Variables being monitored include: precipitation, winds, watershed runoff, wetland water levels, sedimentation rates, beaver activity and plant associations. Aquatic plants, Pasternack explained, can affect sediment dispersion. "Different plants have different trapping capabilities; depending on their size and density, plants can trap sediments by slowing their movement, causing them to settle out."

Field surveys with a global positioning system are used to map plant species, study sites, habitat boundaries and sediment-trap locations. The data is put into Environmental Systems Research Institute's ArcView and ArcInfo systems. Variables are analyzed using standard statistical methods and spatial algorithms applied to an ArcView GIS database of the OPC tidal freshwater system. The basemap is a color-infrared, digital ortho quarter quad (DOQQ) with a resolution of four feet. Pasternack is developing two models of the sedimentation process using different time periods: one to simulate seasonal and interannual activity, the other to project long-term trends in sediment accumulation and habitat distributions under changing land-use conditions.

By modeling the sedimentation process, Pasternack believes that it will be possible to predict the impact of human activities in the watershed -- on the transformation of habitats -- from tributary to wetlands to forest. "The information will allow managers to evaluate the longevity and effectiveness of proposed restoration projects. The models could also be used by planners to regulate land-use changes upstream, to prevent desirable and existing habitats from becoming unstable."

Adviser and Teacher

Pasternack also works closely with MDNR and other county and state agencies on management and education issues. In one instance, for example, county engineers wanted to stabilize a delta channel that was migrating toward a sewer line. By showing that the channel was part of an unstable network, subject to periods of erosion or sedimentation, Pasternack was able to show that the effort would be a waste of money. "I helped them understand that some parts of the system are moving around quickly -- in this instance, 15 feet a year -- and that it would be a mistake to spend a lot of money to go in with concrete and try to stabilize it, because the next big storm will carve a new channel and simply leave this one dry."

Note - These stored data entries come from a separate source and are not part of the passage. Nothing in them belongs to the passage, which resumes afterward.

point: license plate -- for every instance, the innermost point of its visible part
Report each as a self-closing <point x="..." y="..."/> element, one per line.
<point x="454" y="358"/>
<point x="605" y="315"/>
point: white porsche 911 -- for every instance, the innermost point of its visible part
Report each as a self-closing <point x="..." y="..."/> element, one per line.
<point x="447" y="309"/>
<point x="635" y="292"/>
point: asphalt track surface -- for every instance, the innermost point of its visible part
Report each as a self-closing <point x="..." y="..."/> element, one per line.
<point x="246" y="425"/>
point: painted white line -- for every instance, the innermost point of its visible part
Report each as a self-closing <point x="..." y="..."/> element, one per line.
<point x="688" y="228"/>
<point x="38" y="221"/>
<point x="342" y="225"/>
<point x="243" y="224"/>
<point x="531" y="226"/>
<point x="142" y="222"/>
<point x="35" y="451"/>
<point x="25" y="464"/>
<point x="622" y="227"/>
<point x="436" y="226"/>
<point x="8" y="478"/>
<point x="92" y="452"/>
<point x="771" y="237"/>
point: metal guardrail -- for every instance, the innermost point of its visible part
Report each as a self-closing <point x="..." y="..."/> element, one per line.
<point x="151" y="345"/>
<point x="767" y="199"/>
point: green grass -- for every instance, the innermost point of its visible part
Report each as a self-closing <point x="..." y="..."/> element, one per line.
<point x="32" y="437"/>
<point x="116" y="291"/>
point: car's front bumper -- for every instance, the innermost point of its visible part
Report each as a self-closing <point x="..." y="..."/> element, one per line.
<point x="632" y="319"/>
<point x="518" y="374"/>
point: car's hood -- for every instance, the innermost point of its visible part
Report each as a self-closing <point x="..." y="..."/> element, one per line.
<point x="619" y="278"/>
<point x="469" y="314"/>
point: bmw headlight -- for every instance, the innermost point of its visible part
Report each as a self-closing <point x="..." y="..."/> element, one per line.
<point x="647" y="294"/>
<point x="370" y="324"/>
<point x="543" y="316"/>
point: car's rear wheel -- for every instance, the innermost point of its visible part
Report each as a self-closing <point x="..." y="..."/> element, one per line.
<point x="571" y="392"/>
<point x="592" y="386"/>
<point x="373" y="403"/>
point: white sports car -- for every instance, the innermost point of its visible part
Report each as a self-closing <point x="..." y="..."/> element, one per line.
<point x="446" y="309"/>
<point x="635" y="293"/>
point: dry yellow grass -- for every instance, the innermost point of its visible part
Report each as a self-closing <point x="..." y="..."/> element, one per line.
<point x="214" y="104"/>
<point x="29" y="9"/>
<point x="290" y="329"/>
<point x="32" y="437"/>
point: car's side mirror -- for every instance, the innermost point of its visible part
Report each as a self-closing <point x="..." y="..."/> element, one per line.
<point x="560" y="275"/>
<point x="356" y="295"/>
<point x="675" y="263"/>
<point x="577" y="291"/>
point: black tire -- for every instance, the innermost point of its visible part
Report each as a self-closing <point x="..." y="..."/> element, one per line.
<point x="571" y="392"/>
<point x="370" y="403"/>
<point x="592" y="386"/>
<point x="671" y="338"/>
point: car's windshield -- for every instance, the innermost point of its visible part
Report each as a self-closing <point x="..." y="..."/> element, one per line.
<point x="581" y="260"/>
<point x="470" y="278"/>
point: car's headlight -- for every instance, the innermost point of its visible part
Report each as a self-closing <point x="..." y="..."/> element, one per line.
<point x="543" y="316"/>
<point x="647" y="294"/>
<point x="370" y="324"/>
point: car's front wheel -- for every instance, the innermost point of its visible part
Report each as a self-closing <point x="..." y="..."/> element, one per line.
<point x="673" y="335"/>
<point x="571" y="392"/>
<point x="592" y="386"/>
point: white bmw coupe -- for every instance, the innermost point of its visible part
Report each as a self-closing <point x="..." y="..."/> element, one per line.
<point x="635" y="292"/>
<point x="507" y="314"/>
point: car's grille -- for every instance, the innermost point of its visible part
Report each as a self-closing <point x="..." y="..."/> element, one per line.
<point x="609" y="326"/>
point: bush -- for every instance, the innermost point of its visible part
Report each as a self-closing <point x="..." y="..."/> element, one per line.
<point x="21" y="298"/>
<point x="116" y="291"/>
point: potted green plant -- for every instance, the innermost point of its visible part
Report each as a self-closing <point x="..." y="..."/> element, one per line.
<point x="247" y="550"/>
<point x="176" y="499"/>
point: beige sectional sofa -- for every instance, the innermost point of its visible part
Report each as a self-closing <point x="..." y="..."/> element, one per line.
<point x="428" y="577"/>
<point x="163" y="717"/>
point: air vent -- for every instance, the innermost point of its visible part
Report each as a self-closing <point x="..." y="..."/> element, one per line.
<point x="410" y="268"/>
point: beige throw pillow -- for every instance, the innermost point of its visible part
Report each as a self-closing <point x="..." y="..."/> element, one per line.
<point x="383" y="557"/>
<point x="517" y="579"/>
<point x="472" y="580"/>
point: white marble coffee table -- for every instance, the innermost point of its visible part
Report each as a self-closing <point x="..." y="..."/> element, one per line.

Pasternack conducts workshops for state and county land-use planners and volunteers, and he gives presentations for secondary-school students and teachers. Since the computer models are not yet complete, he uses high-resolution DOQQs and GIS-generated maps for presentations. "We use the maps to convey the point that a lot of sediment is coming into the tributaries as a result of human activities in the watershed. We need to look at these tributaries, because that's where the vital habitats are; they are what H.L. Mencken once called the 'protein factory of the bay.' That's where it all happens. Eventually, we will be able to do the presentations with GIS modeling."

Katherine Buppert, education coordinator for the Chesapeake Bay National Estuarine Research Reserve (CBNERR) in Maryland, said the workshops provide ongoing information about estuarine ecosystems and are helpful to the state and county, particularly in understanding the processes of sedimentation in the estuary. "The county and the MDNR is in the process of completing a watershed survey [of the CBNERR]. The next step will be to look at the problem areas determined by the survey and begin formulating restoration plans. The work that Greg [Pasternack] and his predecessor, Grace Brush, have done forms a basis for understanding all of those processes."

Expanding Role For GIS

Even partial recovery of the Chesapeake ecosystem calls for significant reductions in the major factors directly affecting aquatic life in the bay -- sedimentation, toxic wastes and over-harvesting. Education and understanding of the interrelationship between the watershed and the bay into which it drains must be part of that effort. In efforts like this, GIS will be an essential tool in plotting strategies to reduce the impact of human population on the environment, and in bringing home the message.

Bill McGarigle is a writer based in Santa Cruz, Calif.